Over the past few weeks, rock legend Melissa Etheridge has been performing little concerts online, bringing moments of joy to fans sheltering in their homes from the coronavirus pandemic.
But on Wednesday, the music stopped.
The Grammy- and Oscar-winning musician released a statement via Twitter that her son, Beckett, had died at the age of 21.
“Today I joined the hundreds of thousands of families who have lost loved ones to opioid addiction,” she wrote.
“My heart is broken. I am grateful for those who have reached out with condolences, and I feel their love and sincere grief.
“We struggle with what else we could have done to save him, and in the end, we know he is out of the pain now.”
With the loss of her beloved boy, Etheridge is no doubt facing the biggest challenge of her life. But this is someone who has endured plenty before, this is a woman who considers herself a survivor.
Breaking through and coming out.
Melissa grew up in Kansas, a conservative state in the midwest of the United States.
Hers was a tortured childhood. She wrote in her 2001 memoir, The Truth Is…, that she’d been sexually abused by her sister between the ages of six and 11; a revelation that fractured her family.

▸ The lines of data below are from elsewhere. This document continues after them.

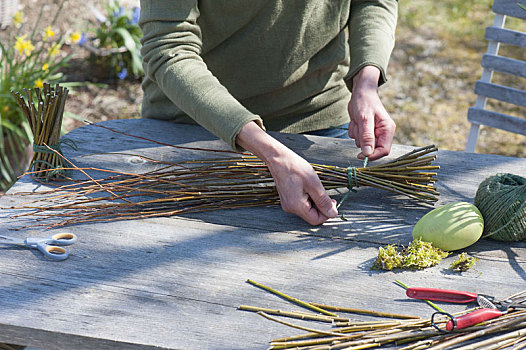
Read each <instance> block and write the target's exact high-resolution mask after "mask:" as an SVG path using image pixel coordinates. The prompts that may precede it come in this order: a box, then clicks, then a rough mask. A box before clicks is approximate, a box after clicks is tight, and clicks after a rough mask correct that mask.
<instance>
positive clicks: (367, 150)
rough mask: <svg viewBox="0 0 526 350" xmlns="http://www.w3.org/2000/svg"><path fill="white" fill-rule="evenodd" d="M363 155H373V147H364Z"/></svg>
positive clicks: (366, 155) (362, 148) (368, 146)
mask: <svg viewBox="0 0 526 350" xmlns="http://www.w3.org/2000/svg"><path fill="white" fill-rule="evenodd" d="M362 153H363V154H364V155H365V156H370V155H371V154H372V153H373V148H372V147H371V146H363V148H362Z"/></svg>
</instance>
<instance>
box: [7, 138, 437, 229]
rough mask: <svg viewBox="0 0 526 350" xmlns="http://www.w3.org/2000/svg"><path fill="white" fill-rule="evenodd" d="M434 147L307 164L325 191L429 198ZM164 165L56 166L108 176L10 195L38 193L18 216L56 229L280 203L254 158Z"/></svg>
mask: <svg viewBox="0 0 526 350" xmlns="http://www.w3.org/2000/svg"><path fill="white" fill-rule="evenodd" d="M436 150H437V149H436V148H435V147H434V146H428V147H423V148H419V149H416V150H414V151H412V152H409V153H407V154H405V155H403V156H402V157H399V158H397V159H395V160H393V161H391V162H388V163H386V164H380V165H374V166H369V167H362V168H352V167H350V168H342V167H337V166H329V165H320V164H312V166H313V168H314V169H315V171H316V172H317V174H318V176H319V178H320V180H321V182H322V184H323V185H324V187H325V188H326V189H327V190H329V189H337V188H345V187H347V188H353V187H359V186H371V187H376V188H380V189H383V190H388V191H391V192H395V193H397V194H402V195H405V196H408V197H410V198H413V199H416V200H419V201H422V202H426V203H432V202H434V201H436V200H437V195H438V192H437V191H436V189H435V187H434V183H435V181H436V173H434V172H429V170H434V169H438V166H433V165H431V162H432V161H433V160H434V159H435V157H436V156H435V155H428V154H429V153H432V152H435V151H436ZM56 153H57V154H58V152H56ZM143 158H144V157H143ZM150 160H151V161H155V160H152V159H150ZM68 162H69V161H68ZM155 162H158V163H161V162H159V161H155ZM70 163H71V162H70ZM162 163H163V164H164V167H163V168H161V169H159V170H155V171H151V172H147V173H143V174H130V173H123V172H118V171H109V170H104V169H94V168H83V169H81V168H77V167H70V168H62V169H64V170H71V171H81V172H83V173H84V174H86V175H87V173H86V171H89V170H93V171H97V170H98V171H102V172H104V173H106V174H109V175H108V177H105V178H101V179H93V178H91V177H89V176H88V175H87V176H88V177H89V180H85V181H79V180H75V181H74V180H72V181H73V182H72V183H69V184H67V185H63V186H59V187H57V188H54V189H52V190H50V191H47V192H31V193H20V192H19V193H15V195H17V196H37V199H36V200H31V201H30V202H27V203H25V204H22V205H20V206H18V207H17V208H32V209H34V210H33V211H31V212H29V213H25V214H22V215H18V216H27V215H32V216H38V217H39V220H44V221H47V220H51V219H60V221H59V222H57V223H54V224H52V225H51V226H49V227H56V226H64V225H68V224H72V223H83V222H94V221H111V220H121V219H136V218H150V217H159V216H171V215H176V214H182V213H191V212H200V211H209V210H216V209H226V208H239V207H251V206H261V205H270V204H276V203H279V195H278V192H277V191H276V188H275V185H274V180H273V178H272V176H271V174H270V172H269V170H268V168H267V166H266V165H265V163H263V162H262V161H261V160H259V159H258V158H256V157H254V156H250V155H243V156H236V157H226V158H216V159H204V160H193V161H181V162H178V163H166V162H162ZM71 164H72V163H71ZM36 225H40V226H46V225H47V224H45V223H38V224H36ZM32 226H35V225H32Z"/></svg>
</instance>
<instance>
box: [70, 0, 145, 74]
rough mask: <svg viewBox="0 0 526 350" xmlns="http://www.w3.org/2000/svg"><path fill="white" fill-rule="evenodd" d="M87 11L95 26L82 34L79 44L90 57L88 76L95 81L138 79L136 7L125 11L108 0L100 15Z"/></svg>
mask: <svg viewBox="0 0 526 350" xmlns="http://www.w3.org/2000/svg"><path fill="white" fill-rule="evenodd" d="M90 9H91V12H92V13H93V15H94V18H95V20H96V23H95V25H92V26H91V27H90V28H89V29H88V30H87V31H86V32H85V33H83V34H82V38H81V40H80V41H79V44H80V45H81V46H82V47H84V48H85V49H86V50H87V51H88V52H89V53H90V58H89V59H90V66H91V70H92V76H93V77H94V78H95V79H96V80H108V79H115V78H119V79H126V78H128V77H131V78H135V79H136V78H139V77H141V76H142V74H143V73H144V71H143V68H142V60H141V53H140V49H141V44H140V39H141V37H142V31H141V29H140V28H139V26H138V23H139V14H140V9H139V7H133V8H131V9H127V8H124V7H123V6H121V5H120V2H119V0H108V1H106V2H105V3H104V10H103V12H104V13H103V12H101V11H99V10H98V9H97V8H95V7H94V6H90Z"/></svg>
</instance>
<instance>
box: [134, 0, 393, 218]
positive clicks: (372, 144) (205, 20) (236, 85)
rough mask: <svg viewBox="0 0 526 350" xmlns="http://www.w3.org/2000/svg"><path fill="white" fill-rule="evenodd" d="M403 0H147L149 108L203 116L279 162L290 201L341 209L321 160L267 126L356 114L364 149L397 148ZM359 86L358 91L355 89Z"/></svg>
mask: <svg viewBox="0 0 526 350" xmlns="http://www.w3.org/2000/svg"><path fill="white" fill-rule="evenodd" d="M397 10H398V3H397V1H395V0H376V1H375V0H368V1H366V0H352V1H351V0H250V1H249V0H177V1H172V0H155V1H152V0H141V16H140V20H139V26H140V27H141V29H142V31H143V38H142V41H141V43H142V56H143V66H144V71H145V78H144V80H143V82H142V88H143V92H144V97H143V102H142V116H143V117H146V118H157V119H164V120H172V121H175V122H181V123H197V124H200V125H201V126H203V127H204V128H206V129H207V130H209V131H210V132H212V133H213V134H215V135H216V136H218V137H219V138H221V139H222V140H224V141H225V142H226V143H228V144H229V145H230V146H231V147H232V148H233V149H236V150H240V149H245V150H248V151H250V152H252V153H253V154H255V155H256V156H258V157H259V158H260V159H262V160H263V161H264V162H265V163H266V164H267V166H268V168H269V170H270V172H271V174H272V177H273V178H274V181H275V185H276V188H277V190H278V193H279V196H280V202H281V206H282V208H283V210H284V211H286V212H289V213H293V214H296V215H298V216H300V217H301V218H303V219H304V220H305V221H307V222H308V223H310V224H312V225H318V224H321V223H323V222H325V221H326V220H328V219H329V218H332V217H336V216H337V215H338V211H337V209H336V202H335V201H334V200H332V199H331V198H330V197H329V196H328V194H327V192H326V191H325V189H324V188H323V186H322V184H321V181H320V180H319V178H318V176H317V175H316V173H315V172H314V170H313V168H312V167H311V165H310V164H309V163H308V162H307V161H306V160H305V159H303V158H301V157H300V156H299V155H297V154H296V153H295V152H293V151H292V150H291V149H289V148H288V147H286V146H285V145H283V144H282V143H280V142H279V141H277V140H276V139H275V138H273V137H271V136H270V135H269V134H268V133H266V130H273V131H280V132H289V133H290V132H292V133H309V132H316V131H320V130H331V129H335V128H338V127H340V126H341V125H345V124H347V123H348V125H349V126H348V134H349V136H350V137H352V138H354V139H355V141H356V145H357V146H358V147H360V148H361V153H360V154H359V156H358V157H359V158H361V159H363V158H364V157H365V156H367V157H369V159H371V160H374V159H378V158H380V157H383V156H385V155H387V154H388V153H389V152H390V149H391V144H392V140H393V135H394V131H395V123H394V122H393V120H392V119H391V118H390V116H389V114H388V113H387V111H386V110H385V108H384V106H383V105H382V103H381V101H380V98H379V96H378V87H379V86H380V85H381V84H383V83H384V82H385V81H386V69H387V64H388V61H389V57H390V54H391V51H392V48H393V46H394V31H395V27H396V20H397ZM351 91H352V94H351V93H350V92H351Z"/></svg>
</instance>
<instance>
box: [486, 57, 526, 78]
mask: <svg viewBox="0 0 526 350" xmlns="http://www.w3.org/2000/svg"><path fill="white" fill-rule="evenodd" d="M481 65H482V67H483V68H486V69H490V70H493V71H497V72H502V73H506V74H511V75H516V76H520V77H523V78H526V62H524V61H521V60H516V59H513V58H508V57H502V56H496V55H489V54H485V55H484V56H482V62H481Z"/></svg>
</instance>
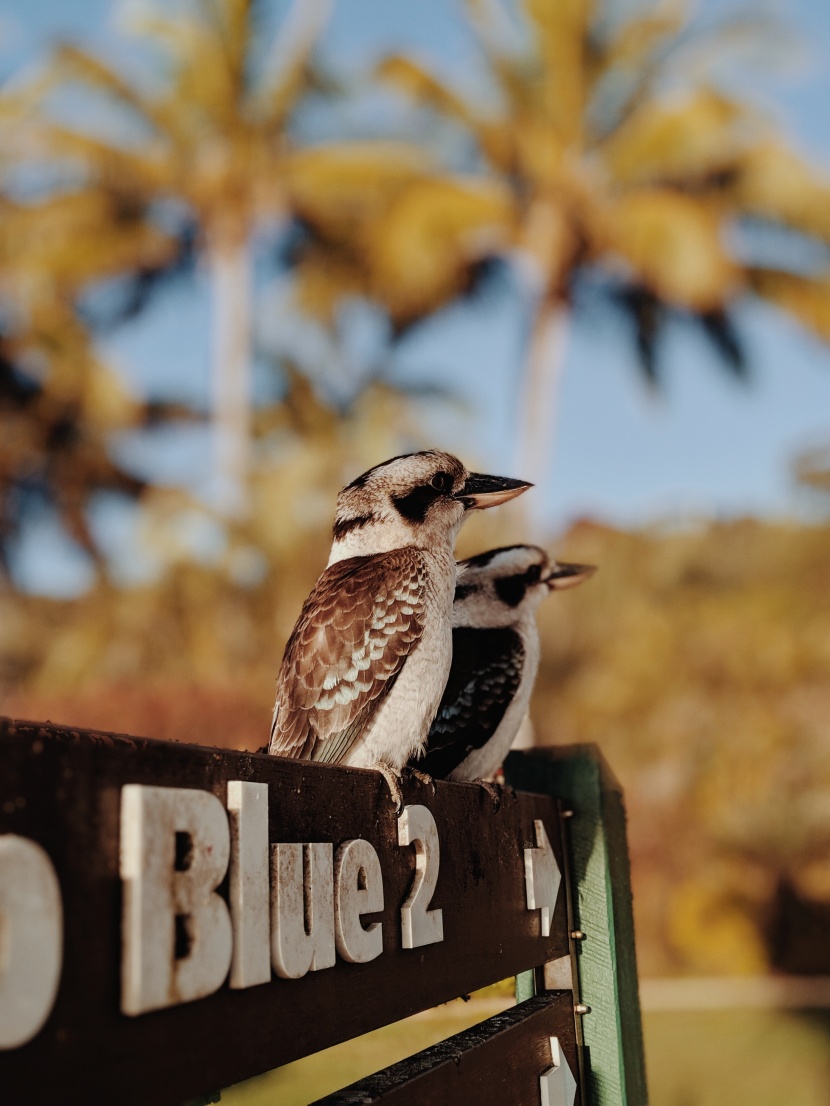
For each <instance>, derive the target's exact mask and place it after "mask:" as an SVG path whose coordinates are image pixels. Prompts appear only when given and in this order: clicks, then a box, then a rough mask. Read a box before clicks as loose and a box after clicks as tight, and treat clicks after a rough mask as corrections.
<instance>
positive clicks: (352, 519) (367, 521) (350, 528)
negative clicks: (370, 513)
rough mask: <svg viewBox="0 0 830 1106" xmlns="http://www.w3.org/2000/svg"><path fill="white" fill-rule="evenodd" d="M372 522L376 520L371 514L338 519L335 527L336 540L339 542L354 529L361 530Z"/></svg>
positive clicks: (360, 514)
mask: <svg viewBox="0 0 830 1106" xmlns="http://www.w3.org/2000/svg"><path fill="white" fill-rule="evenodd" d="M370 522H374V517H373V515H371V514H360V515H357V518H355V519H336V520H335V522H334V528H333V534H334V541H335V542H339V541H340V540H341V539H342V538H345V535H346V534H351V532H352V531H353V530H360V529H361V528H362V526H365V525H366V524H367V523H370Z"/></svg>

But music had been her comfort. When she was eight, her father brought home a guitar for her eldest sister.
“I was just in love with the Archies, the Beatles, and pop music generally,” Etheridge told Glam Adelaide. “I would pick up a badminton racket and pretend to play, so when a real guitar came along I was like, ‘Please, let me play!’ My father said my hands were too small, but I demanded they let me.”